Кутаясь в шаль, я вернулась в особняк, поднялась в свою комнату. Оставалось надеяться, что Нордан ничего не видел, что ему не случилось выглянуть в выходящее во двор окно именно тогда, когда я прикоснулась к Дрэйку. Что Нордан не может определить по моему запаху, что я чувствую к другому мужчине. Я и сама едва могла разобраться в собственных ощущениях, неясных, переменчивых, словно весенняя погода.
От кого мужчины хотят меня защитить? Нордан сказал, от любого, кто осмелится забрать меня. Имел ли он в виду в целом или кого-то конкретно? Кому может не понравиться наша привязка настолько, что это будет представлять угрозу для меня?
Братству? Но почему? Только из-за того, что братство когда-то избавилось ото всех своих отмеченных ядом последователей? Но я всего лишь рабыня, игрушка для постельных утех. Не возлюбленная, не жена.
Не наложница.
«Моя женщина».
Через два часа Пенелопа сообщила, что ко мне приехала Лиссет. Обрадованная визитом лисицы, я спустилась в холл.
– Ну наконец-то! – вместо приветствия воскликнула Лиссет. – Я уж думала, все, меня сочли неподходящей для тебя компанией.
– В каком смысле неподходящей? – удивилась я.
– Я вчера приезжала, но этот маленький блондинистый дракон в лице вашей экономки категорически отказалась звать тебя и пускать меня, заявив, что ты отдыхаешь и что Дрэйк строго-настрого запретил тебя беспокоить. Это затяжные последствия нашей гулянки или у вас что-то случилось?
Могу ли я рассказать о побеге Валерии лисице или нельзя?
Я оглядела холл, лестницу позади и лестничный пролет и понизила голос до шепота:
– Случилось, но я не уверена, что об этом можно рассказывать. Это связано с наследницей.
– А-а, – протянула Лиссет. – Не с аудиенцией, случаем?
– С аудиенции все началось, – кивнула я.
– Понятно. О деталях не спрашиваю, потому как о тайнах императорской семьи лучше не знать. Я так чую, ледышка дома?
– Наверное. – Нордан собирался забрать свой автомобиль, но, похоже, никуда еще не ездил.
– Тогда давай прогуляемся.
– Мне надо переодеться, – на мне домашнее платье, шаль, легкие туфли.
– Да мы здесь пройдемся, рядом. – Лисица взяла меня под локоть, повела к выходу. – Давай, пока Нордан опять не испортил нам все настроение.
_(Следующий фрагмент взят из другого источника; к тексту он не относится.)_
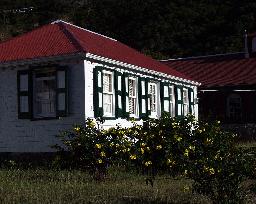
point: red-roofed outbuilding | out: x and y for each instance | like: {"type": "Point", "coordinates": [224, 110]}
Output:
{"type": "Point", "coordinates": [228, 83]}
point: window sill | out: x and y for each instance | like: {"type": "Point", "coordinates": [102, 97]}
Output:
{"type": "Point", "coordinates": [45, 118]}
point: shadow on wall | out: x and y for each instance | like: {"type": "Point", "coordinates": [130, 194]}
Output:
{"type": "Point", "coordinates": [246, 132]}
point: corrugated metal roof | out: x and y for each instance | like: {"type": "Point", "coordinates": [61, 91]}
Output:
{"type": "Point", "coordinates": [232, 69]}
{"type": "Point", "coordinates": [61, 38]}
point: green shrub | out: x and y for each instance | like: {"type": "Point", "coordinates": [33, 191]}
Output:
{"type": "Point", "coordinates": [184, 146]}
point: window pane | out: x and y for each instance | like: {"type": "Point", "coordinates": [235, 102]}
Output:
{"type": "Point", "coordinates": [107, 104]}
{"type": "Point", "coordinates": [166, 91]}
{"type": "Point", "coordinates": [23, 104]}
{"type": "Point", "coordinates": [179, 109]}
{"type": "Point", "coordinates": [166, 105]}
{"type": "Point", "coordinates": [61, 79]}
{"type": "Point", "coordinates": [172, 110]}
{"type": "Point", "coordinates": [143, 106]}
{"type": "Point", "coordinates": [24, 82]}
{"type": "Point", "coordinates": [45, 94]}
{"type": "Point", "coordinates": [99, 79]}
{"type": "Point", "coordinates": [179, 94]}
{"type": "Point", "coordinates": [120, 102]}
{"type": "Point", "coordinates": [107, 83]}
{"type": "Point", "coordinates": [143, 87]}
{"type": "Point", "coordinates": [119, 83]}
{"type": "Point", "coordinates": [61, 101]}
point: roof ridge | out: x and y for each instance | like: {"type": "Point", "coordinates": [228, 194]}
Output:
{"type": "Point", "coordinates": [71, 37]}
{"type": "Point", "coordinates": [201, 57]}
{"type": "Point", "coordinates": [61, 21]}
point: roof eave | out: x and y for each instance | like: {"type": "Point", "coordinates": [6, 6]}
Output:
{"type": "Point", "coordinates": [40, 60]}
{"type": "Point", "coordinates": [134, 67]}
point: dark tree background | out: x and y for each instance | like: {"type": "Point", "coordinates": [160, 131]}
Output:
{"type": "Point", "coordinates": [162, 29]}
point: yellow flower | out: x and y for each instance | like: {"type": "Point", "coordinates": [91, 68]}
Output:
{"type": "Point", "coordinates": [102, 154]}
{"type": "Point", "coordinates": [208, 141]}
{"type": "Point", "coordinates": [91, 124]}
{"type": "Point", "coordinates": [186, 188]}
{"type": "Point", "coordinates": [186, 152]}
{"type": "Point", "coordinates": [211, 171]}
{"type": "Point", "coordinates": [192, 147]}
{"type": "Point", "coordinates": [77, 129]}
{"type": "Point", "coordinates": [133, 157]}
{"type": "Point", "coordinates": [148, 163]}
{"type": "Point", "coordinates": [142, 150]}
{"type": "Point", "coordinates": [178, 138]}
{"type": "Point", "coordinates": [170, 162]}
{"type": "Point", "coordinates": [158, 147]}
{"type": "Point", "coordinates": [98, 146]}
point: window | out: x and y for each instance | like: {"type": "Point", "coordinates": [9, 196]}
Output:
{"type": "Point", "coordinates": [234, 110]}
{"type": "Point", "coordinates": [133, 103]}
{"type": "Point", "coordinates": [172, 101]}
{"type": "Point", "coordinates": [185, 102]}
{"type": "Point", "coordinates": [254, 44]}
{"type": "Point", "coordinates": [152, 91]}
{"type": "Point", "coordinates": [42, 93]}
{"type": "Point", "coordinates": [108, 94]}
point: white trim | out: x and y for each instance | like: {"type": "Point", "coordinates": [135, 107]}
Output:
{"type": "Point", "coordinates": [240, 90]}
{"type": "Point", "coordinates": [208, 90]}
{"type": "Point", "coordinates": [185, 102]}
{"type": "Point", "coordinates": [40, 60]}
{"type": "Point", "coordinates": [156, 95]}
{"type": "Point", "coordinates": [61, 21]}
{"type": "Point", "coordinates": [112, 94]}
{"type": "Point", "coordinates": [137, 68]}
{"type": "Point", "coordinates": [135, 79]}
{"type": "Point", "coordinates": [201, 57]}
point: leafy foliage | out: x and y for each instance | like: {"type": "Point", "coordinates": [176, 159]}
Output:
{"type": "Point", "coordinates": [180, 146]}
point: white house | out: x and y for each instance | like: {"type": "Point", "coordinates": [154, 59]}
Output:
{"type": "Point", "coordinates": [60, 74]}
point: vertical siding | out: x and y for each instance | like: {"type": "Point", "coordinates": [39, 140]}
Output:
{"type": "Point", "coordinates": [22, 135]}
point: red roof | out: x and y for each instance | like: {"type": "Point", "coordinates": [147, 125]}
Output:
{"type": "Point", "coordinates": [218, 70]}
{"type": "Point", "coordinates": [61, 38]}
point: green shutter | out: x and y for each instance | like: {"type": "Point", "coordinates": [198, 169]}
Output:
{"type": "Point", "coordinates": [148, 98]}
{"type": "Point", "coordinates": [165, 97]}
{"type": "Point", "coordinates": [178, 90]}
{"type": "Point", "coordinates": [25, 94]}
{"type": "Point", "coordinates": [61, 92]}
{"type": "Point", "coordinates": [142, 92]}
{"type": "Point", "coordinates": [97, 92]}
{"type": "Point", "coordinates": [191, 100]}
{"type": "Point", "coordinates": [118, 94]}
{"type": "Point", "coordinates": [125, 98]}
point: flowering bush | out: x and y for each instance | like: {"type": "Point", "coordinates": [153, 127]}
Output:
{"type": "Point", "coordinates": [180, 146]}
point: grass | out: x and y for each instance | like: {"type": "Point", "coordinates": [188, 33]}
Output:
{"type": "Point", "coordinates": [49, 186]}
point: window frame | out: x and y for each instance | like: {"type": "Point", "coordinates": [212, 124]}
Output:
{"type": "Point", "coordinates": [155, 113]}
{"type": "Point", "coordinates": [35, 91]}
{"type": "Point", "coordinates": [112, 94]}
{"type": "Point", "coordinates": [172, 101]}
{"type": "Point", "coordinates": [185, 102]}
{"type": "Point", "coordinates": [135, 79]}
{"type": "Point", "coordinates": [30, 92]}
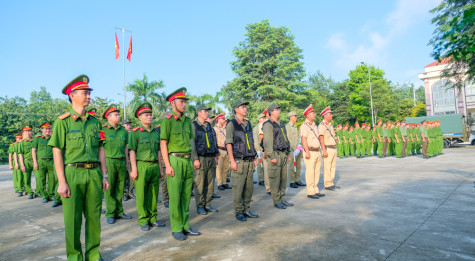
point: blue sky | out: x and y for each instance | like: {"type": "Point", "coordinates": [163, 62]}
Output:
{"type": "Point", "coordinates": [189, 43]}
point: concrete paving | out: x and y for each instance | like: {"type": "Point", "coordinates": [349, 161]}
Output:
{"type": "Point", "coordinates": [387, 209]}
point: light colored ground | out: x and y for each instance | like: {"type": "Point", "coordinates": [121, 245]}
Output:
{"type": "Point", "coordinates": [394, 209]}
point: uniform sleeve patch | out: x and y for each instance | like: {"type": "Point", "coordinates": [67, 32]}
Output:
{"type": "Point", "coordinates": [64, 116]}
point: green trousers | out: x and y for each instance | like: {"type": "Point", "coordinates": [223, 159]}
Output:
{"type": "Point", "coordinates": [294, 176]}
{"type": "Point", "coordinates": [398, 148]}
{"type": "Point", "coordinates": [146, 191]}
{"type": "Point", "coordinates": [44, 171]}
{"type": "Point", "coordinates": [27, 176]}
{"type": "Point", "coordinates": [243, 186]}
{"type": "Point", "coordinates": [179, 190]}
{"type": "Point", "coordinates": [380, 147]}
{"type": "Point", "coordinates": [117, 171]}
{"type": "Point", "coordinates": [204, 182]}
{"type": "Point", "coordinates": [278, 177]}
{"type": "Point", "coordinates": [259, 169]}
{"type": "Point", "coordinates": [86, 199]}
{"type": "Point", "coordinates": [359, 152]}
{"type": "Point", "coordinates": [418, 147]}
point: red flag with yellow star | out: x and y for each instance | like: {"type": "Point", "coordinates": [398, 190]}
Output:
{"type": "Point", "coordinates": [129, 52]}
{"type": "Point", "coordinates": [117, 55]}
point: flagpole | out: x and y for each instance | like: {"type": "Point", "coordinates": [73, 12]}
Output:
{"type": "Point", "coordinates": [123, 64]}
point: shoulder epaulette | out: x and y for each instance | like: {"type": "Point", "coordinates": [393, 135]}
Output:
{"type": "Point", "coordinates": [64, 116]}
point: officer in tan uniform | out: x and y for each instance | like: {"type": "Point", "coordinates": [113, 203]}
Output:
{"type": "Point", "coordinates": [265, 164]}
{"type": "Point", "coordinates": [223, 160]}
{"type": "Point", "coordinates": [312, 155]}
{"type": "Point", "coordinates": [260, 156]}
{"type": "Point", "coordinates": [293, 167]}
{"type": "Point", "coordinates": [328, 145]}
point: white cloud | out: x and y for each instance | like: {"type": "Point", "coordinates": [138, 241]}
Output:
{"type": "Point", "coordinates": [397, 23]}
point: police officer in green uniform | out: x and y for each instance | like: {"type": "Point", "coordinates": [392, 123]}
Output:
{"type": "Point", "coordinates": [242, 156]}
{"type": "Point", "coordinates": [277, 149]}
{"type": "Point", "coordinates": [260, 164]}
{"type": "Point", "coordinates": [296, 155]}
{"type": "Point", "coordinates": [204, 150]}
{"type": "Point", "coordinates": [78, 154]}
{"type": "Point", "coordinates": [176, 135]}
{"type": "Point", "coordinates": [115, 148]}
{"type": "Point", "coordinates": [26, 159]}
{"type": "Point", "coordinates": [44, 165]}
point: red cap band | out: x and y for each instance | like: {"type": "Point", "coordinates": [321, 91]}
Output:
{"type": "Point", "coordinates": [176, 96]}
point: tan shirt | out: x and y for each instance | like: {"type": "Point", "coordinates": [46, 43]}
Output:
{"type": "Point", "coordinates": [325, 128]}
{"type": "Point", "coordinates": [312, 136]}
{"type": "Point", "coordinates": [293, 135]}
{"type": "Point", "coordinates": [220, 136]}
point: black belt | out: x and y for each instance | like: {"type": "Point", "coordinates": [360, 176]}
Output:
{"type": "Point", "coordinates": [85, 165]}
{"type": "Point", "coordinates": [183, 156]}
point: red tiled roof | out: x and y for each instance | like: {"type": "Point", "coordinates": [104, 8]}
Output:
{"type": "Point", "coordinates": [444, 61]}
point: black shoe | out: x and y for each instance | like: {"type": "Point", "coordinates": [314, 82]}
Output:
{"type": "Point", "coordinates": [313, 196]}
{"type": "Point", "coordinates": [249, 214]}
{"type": "Point", "coordinates": [125, 216]}
{"type": "Point", "coordinates": [241, 217]}
{"type": "Point", "coordinates": [201, 211]}
{"type": "Point", "coordinates": [211, 209]}
{"type": "Point", "coordinates": [145, 227]}
{"type": "Point", "coordinates": [179, 236]}
{"type": "Point", "coordinates": [191, 232]}
{"type": "Point", "coordinates": [288, 204]}
{"type": "Point", "coordinates": [157, 224]}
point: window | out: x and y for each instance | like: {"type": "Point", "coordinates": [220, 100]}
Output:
{"type": "Point", "coordinates": [444, 98]}
{"type": "Point", "coordinates": [470, 89]}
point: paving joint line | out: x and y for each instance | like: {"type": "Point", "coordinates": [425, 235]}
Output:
{"type": "Point", "coordinates": [442, 203]}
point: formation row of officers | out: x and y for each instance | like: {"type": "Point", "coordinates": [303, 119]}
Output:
{"type": "Point", "coordinates": [388, 139]}
{"type": "Point", "coordinates": [83, 158]}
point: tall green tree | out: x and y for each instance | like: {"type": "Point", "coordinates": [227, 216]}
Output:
{"type": "Point", "coordinates": [147, 91]}
{"type": "Point", "coordinates": [454, 38]}
{"type": "Point", "coordinates": [268, 69]}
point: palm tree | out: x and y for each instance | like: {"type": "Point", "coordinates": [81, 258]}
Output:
{"type": "Point", "coordinates": [145, 91]}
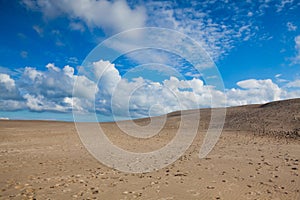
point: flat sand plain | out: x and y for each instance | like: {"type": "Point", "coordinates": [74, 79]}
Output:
{"type": "Point", "coordinates": [256, 157]}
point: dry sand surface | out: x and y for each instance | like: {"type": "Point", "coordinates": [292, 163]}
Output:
{"type": "Point", "coordinates": [256, 157]}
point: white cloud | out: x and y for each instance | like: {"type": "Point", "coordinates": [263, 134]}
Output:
{"type": "Point", "coordinates": [8, 88]}
{"type": "Point", "coordinates": [253, 91]}
{"type": "Point", "coordinates": [52, 90]}
{"type": "Point", "coordinates": [24, 54]}
{"type": "Point", "coordinates": [38, 30]}
{"type": "Point", "coordinates": [111, 16]}
{"type": "Point", "coordinates": [291, 26]}
{"type": "Point", "coordinates": [293, 84]}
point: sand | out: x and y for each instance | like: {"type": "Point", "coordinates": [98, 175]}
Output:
{"type": "Point", "coordinates": [256, 157]}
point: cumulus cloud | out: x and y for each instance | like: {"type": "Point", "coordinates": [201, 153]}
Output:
{"type": "Point", "coordinates": [291, 26]}
{"type": "Point", "coordinates": [111, 16]}
{"type": "Point", "coordinates": [253, 91]}
{"type": "Point", "coordinates": [296, 59]}
{"type": "Point", "coordinates": [102, 88]}
{"type": "Point", "coordinates": [8, 89]}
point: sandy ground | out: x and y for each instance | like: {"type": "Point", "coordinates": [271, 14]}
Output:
{"type": "Point", "coordinates": [256, 157]}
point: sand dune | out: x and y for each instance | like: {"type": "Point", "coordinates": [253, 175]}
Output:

Мы вышли из особняка, миновали двор и приоткрытые ворота, Лиссет махнула рукой своему водителю, показывая, что никуда пока не едет.
– Ты рассказала Нордану о привязке?
– Да. Он догадывался. – Я плотнее запахнулась в шаль, ежась от внутреннего холодка. – Лиссет, он… мы… мы провели эту ночь вместе… то есть мы…
– Ясно. Ну, в принципе, следовало ожидать, что вы теперь будете спать вместе. Если верить слухам, не те у Нордана аппетиты, чтобы долго целибат блюсти. Он хотя бы не груб с тобой?
По краю дороги вдоль оград соседних домов до конца улицы. Безоблачное небо и солнечные зайчики, резвящиеся с воробьями в лужах.
– Нет. Все хорошо и… мне нравится, но…
– Что – но? Только не говори, что тебя учили, что получать удовольствие, будучи при этом в постели не с мужем, – плохо. А пуще того, что настоящая леди вообще никакого удовольствия получать не должна.
– Как раз учили. – Я улыбнулась, вспомнив последний год в пансионе, несколько сухих, скупых занятий, посвященных разъяснению и подобающему поведению леди в супружеской спальне. Наше с трудом сдерживаемое хихиканье и надежды на демонстрацию картинок с полуобнаженными мужчинами. – Нет, дело не в этом. Просто чем больше времени мы проводим вдвоем… не только в спальне… тем сильнее становятся эти чувства и в то же время я понимаю, что все – лишь следствие привязки. Нордан защищает меня, он нежен со мной, и я могу разговаривать с ним свободно, доверяюсь чаще, чем ожидала. Мне приятно такое его отношение ко мне, знаки внимания. У меня вчера была истерика, и я плакала в объятиях Дрэйка, а Нордан, я знаю, стоял под дверью и вошел, только когда я успокоилась. И ничего мне об этом не сказал, не упрекнул, не угрожал, даже когда мы остались наедине.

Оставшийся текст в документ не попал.